By George Grantham Bain Collection, via Wikimedia Commons
In the farming communities around St. Louis, women not only sewed the family’s clothes, they made the fabric. And the lye soap to wash it, boiling laundry in a tub and lifting it out with a stick. They gardened, cooked, canned, tended the sick, prepared their loved ones’ bodies for burial.
As part of a Smithsonian traveling exhibit on “The Way We Work,” Sue Oerter interviewed dozens of elderly residents of Monroe County about women’s work. She also culled from books like The American Frugal Housewife, dedicated, in 1844, “to those who are not ashamed of economy.”

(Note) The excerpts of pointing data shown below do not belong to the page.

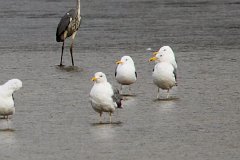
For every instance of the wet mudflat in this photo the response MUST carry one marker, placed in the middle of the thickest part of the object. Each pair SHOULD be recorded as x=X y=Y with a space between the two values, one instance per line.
x=54 y=119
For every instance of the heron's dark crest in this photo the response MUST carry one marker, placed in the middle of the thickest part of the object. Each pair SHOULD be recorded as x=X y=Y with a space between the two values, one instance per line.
x=67 y=27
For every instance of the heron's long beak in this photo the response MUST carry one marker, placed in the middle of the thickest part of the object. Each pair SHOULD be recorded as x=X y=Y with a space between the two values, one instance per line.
x=94 y=79
x=155 y=53
x=119 y=62
x=153 y=59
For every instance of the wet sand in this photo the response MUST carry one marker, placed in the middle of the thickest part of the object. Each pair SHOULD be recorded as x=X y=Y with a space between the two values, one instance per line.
x=54 y=119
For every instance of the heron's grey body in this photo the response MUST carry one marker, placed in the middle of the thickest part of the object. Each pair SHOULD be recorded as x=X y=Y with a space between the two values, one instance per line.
x=67 y=27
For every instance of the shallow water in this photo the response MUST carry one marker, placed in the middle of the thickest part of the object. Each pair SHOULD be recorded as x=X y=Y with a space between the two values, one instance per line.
x=54 y=118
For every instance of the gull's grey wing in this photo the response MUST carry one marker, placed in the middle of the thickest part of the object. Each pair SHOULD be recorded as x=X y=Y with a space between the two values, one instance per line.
x=117 y=97
x=63 y=24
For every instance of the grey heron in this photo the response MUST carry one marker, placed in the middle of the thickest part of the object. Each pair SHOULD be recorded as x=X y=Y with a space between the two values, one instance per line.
x=68 y=27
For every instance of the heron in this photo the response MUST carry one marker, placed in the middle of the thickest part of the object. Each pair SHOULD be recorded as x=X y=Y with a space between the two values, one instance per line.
x=68 y=27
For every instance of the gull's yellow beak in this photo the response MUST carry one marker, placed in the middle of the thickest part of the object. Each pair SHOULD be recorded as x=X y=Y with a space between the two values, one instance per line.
x=155 y=53
x=119 y=62
x=153 y=59
x=94 y=79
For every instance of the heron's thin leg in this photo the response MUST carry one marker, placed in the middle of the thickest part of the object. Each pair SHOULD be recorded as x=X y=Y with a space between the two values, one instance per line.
x=62 y=54
x=110 y=117
x=168 y=94
x=7 y=123
x=73 y=36
x=121 y=89
x=100 y=120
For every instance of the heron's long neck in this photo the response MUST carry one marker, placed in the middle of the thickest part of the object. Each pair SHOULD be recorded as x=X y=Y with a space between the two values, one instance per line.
x=78 y=6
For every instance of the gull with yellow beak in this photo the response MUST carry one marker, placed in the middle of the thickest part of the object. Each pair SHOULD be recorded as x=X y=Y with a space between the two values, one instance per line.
x=125 y=72
x=103 y=97
x=165 y=54
x=163 y=75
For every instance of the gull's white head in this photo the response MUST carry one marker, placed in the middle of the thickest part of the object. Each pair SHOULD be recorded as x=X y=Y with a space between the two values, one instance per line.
x=165 y=54
x=99 y=77
x=13 y=84
x=125 y=60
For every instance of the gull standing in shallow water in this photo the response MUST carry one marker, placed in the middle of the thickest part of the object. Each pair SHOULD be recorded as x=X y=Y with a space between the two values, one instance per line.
x=125 y=72
x=6 y=97
x=163 y=75
x=103 y=97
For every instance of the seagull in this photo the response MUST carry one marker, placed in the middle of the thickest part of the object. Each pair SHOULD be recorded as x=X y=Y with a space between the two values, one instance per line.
x=6 y=97
x=163 y=75
x=125 y=72
x=166 y=54
x=103 y=97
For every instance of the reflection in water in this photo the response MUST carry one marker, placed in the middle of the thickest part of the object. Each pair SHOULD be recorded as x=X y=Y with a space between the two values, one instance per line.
x=69 y=68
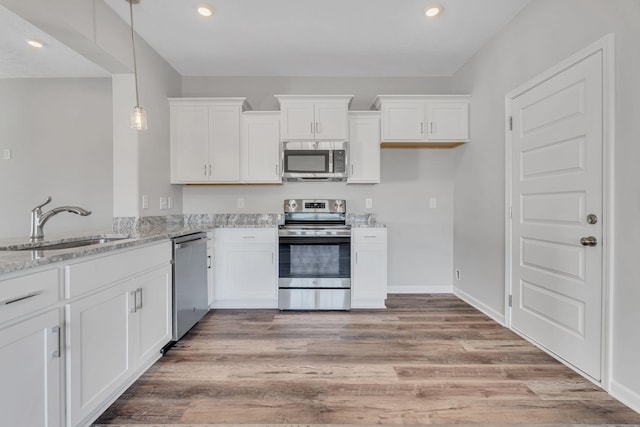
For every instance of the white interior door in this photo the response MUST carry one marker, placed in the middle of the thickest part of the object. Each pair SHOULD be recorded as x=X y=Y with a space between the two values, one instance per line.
x=556 y=196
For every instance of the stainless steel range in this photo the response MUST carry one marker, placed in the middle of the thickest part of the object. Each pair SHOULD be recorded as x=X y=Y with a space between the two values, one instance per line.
x=315 y=256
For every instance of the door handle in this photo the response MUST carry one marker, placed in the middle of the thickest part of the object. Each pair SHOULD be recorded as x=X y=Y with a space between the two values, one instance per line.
x=589 y=241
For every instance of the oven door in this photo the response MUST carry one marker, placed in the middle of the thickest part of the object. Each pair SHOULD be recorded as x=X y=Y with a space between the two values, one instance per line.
x=315 y=262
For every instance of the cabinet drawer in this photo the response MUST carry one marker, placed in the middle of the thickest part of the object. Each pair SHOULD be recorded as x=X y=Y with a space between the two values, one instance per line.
x=369 y=235
x=246 y=236
x=93 y=274
x=29 y=293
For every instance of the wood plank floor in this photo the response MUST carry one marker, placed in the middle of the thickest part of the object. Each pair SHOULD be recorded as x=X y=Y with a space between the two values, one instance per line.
x=427 y=359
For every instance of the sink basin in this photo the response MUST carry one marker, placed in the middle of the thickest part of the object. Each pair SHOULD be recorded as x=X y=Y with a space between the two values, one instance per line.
x=65 y=245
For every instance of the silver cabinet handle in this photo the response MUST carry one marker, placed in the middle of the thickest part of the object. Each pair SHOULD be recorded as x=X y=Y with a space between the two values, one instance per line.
x=133 y=295
x=21 y=298
x=138 y=299
x=589 y=241
x=56 y=331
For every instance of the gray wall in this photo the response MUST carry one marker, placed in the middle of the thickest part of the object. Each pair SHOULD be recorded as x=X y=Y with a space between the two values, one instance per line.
x=420 y=239
x=59 y=132
x=545 y=33
x=259 y=91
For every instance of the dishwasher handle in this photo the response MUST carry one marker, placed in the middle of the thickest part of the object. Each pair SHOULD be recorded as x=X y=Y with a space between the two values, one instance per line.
x=187 y=244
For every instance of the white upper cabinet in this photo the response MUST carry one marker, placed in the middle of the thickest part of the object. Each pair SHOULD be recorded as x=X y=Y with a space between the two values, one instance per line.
x=441 y=120
x=260 y=147
x=205 y=139
x=364 y=147
x=314 y=117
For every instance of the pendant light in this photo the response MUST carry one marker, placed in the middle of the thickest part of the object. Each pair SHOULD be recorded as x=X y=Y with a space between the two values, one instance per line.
x=138 y=115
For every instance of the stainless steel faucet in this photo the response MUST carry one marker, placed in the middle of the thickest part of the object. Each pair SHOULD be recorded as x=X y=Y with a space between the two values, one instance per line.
x=39 y=219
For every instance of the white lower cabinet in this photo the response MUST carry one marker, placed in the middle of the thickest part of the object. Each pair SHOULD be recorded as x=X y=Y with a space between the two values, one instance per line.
x=31 y=356
x=369 y=267
x=31 y=369
x=116 y=331
x=246 y=268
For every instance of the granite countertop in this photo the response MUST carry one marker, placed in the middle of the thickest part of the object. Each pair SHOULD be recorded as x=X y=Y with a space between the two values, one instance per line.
x=147 y=232
x=12 y=260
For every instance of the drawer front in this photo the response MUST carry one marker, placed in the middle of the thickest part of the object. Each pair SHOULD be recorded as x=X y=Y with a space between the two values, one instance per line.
x=27 y=294
x=247 y=235
x=369 y=235
x=93 y=274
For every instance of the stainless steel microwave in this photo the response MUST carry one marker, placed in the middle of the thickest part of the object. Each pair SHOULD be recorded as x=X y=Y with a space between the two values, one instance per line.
x=314 y=160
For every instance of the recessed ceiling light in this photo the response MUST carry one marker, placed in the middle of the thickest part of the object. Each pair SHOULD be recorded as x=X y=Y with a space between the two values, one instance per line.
x=432 y=11
x=205 y=11
x=35 y=43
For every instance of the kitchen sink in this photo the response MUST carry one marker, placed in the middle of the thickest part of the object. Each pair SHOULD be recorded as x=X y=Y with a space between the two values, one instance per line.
x=65 y=245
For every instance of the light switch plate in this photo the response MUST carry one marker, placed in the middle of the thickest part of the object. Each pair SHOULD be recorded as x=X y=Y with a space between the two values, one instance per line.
x=368 y=203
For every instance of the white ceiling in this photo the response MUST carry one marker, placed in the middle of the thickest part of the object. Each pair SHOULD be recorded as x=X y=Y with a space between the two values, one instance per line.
x=18 y=59
x=318 y=37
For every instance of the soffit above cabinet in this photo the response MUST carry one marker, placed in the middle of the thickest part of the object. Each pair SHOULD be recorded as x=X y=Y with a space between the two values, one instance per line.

Locally, one remedy for a cold was loaf sugar and brandy; for cough, grease and turpentine rubbed on your chest; for an earache, blowing smoke into the ear. Wounds were treated by placing warmed soaked bread on top. Every woman Oerter interviewed remembered the same family tradition: laundry was done on Monday. The usual schedule that followed: ironing on Tuesday, cleaning on Wednesday and Thursday, baking on Friday and Saturday. They spoke of children having one outfit for school, one for church, and a nightgown. Last year’s good clothes became this year’s “at home” clothes, and when they were too worn to wear at home, they were re-used to make towels, quilts, aprons and much more, with the doubled fabric for collars and cuffs saved to use for mending.
Much of a woman’s life was spent doing work “that perished with the usin’,” as one writer put it.
And yet, it’s still remembered.
Oerter will repeat her presentation at 1:30 p.m. on June 24, at the Monroe County History Museum in Waterloo, Ill.